The Communion Table is made from alabaster and marble, mostly Italian, green and Egyptian. The middle of the Communion Table shows the cross of St. Cuthbert which can be seen in the decor in other parts of the building.

The Exalted Christ with His angels on either side of Him was the first of the murals painted by Robert Hope RSA. In 1928 Professor Gerald E. Moira of Edinburgh College of Art painted the four apostles. Then in 1933 the angels on the spandrels at either side of the chancel area were painted by John Duncan RSA, RSW. The angels are seen worshipping God in two different ways. The one on the left is quietly praying to the spirit within, while on the right, the angel with raised hands and head worships joyfully, radiantly!

The windows on the left of the church depict stories from the Old Testament and on the right the New Testament. Upstairs on the North side you will see a young David, sling in hand, going out to meet the giant Goliath. This window was created by Tiffany of New York in 1903 and is one of only five Tiffany windows in Britain.

When I was done at St. Cuthbert’s I strolled back to Grassmarket to wait for Josh and Laura.

I waited at the White Hart Inn, Edinburgh’s most ancient tavern.

Follow in the footsteps of Oliver Cromwell, William Wordsworth and Robert Burns by enjoying a tankard of fine ale or one of our world-famous whiskies. Founded in 1516, The White Hart is named after the rarest of all Highland creatures, which can be spotted sometimes no more than once in a century. It was used as a heraldic symbol in the 14th century by King Richard II, and for almost five hundred years has welcomed travellers through these doors.

The food choices here were not hitting the spot for us so when Josh and Laura met up with me after their castle experience we found a table at the Fiddler’s Arms.
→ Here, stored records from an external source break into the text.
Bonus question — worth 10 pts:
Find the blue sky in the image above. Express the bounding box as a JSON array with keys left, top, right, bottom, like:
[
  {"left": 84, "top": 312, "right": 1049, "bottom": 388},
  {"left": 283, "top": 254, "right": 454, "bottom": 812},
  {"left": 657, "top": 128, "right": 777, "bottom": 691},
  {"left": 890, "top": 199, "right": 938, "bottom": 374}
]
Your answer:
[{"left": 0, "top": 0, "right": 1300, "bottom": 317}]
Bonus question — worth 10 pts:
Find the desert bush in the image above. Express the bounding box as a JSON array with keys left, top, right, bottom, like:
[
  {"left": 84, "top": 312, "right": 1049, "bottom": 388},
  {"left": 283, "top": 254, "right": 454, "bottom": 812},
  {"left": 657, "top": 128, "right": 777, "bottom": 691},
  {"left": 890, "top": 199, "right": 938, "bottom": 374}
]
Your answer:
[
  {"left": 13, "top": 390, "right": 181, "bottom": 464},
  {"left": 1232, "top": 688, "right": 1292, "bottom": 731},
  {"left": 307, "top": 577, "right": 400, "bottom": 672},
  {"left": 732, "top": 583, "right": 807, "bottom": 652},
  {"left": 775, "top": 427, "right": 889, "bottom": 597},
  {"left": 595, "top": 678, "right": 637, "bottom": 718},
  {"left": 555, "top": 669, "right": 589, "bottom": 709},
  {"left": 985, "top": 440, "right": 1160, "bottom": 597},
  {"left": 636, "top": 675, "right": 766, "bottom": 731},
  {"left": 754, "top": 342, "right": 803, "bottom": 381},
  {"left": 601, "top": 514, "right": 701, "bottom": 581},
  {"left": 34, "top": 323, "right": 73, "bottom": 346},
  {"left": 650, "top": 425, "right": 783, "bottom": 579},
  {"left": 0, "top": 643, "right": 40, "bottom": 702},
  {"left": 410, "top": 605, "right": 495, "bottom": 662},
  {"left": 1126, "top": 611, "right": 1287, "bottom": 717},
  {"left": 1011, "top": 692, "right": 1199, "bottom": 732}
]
This image above is from The Fiddler’s Arms webpage. You can see what a sunny day would look like in the shadow of the castle. Below is what the atmosphere was like when we were here.

After lunch we popped into a couple of shops, took some photos and then we got an Uber to take us to St. Mary’s Episcopal Church to enjoy evensong which was due to begin at 3:30 on this Sunday. That will have to be another post.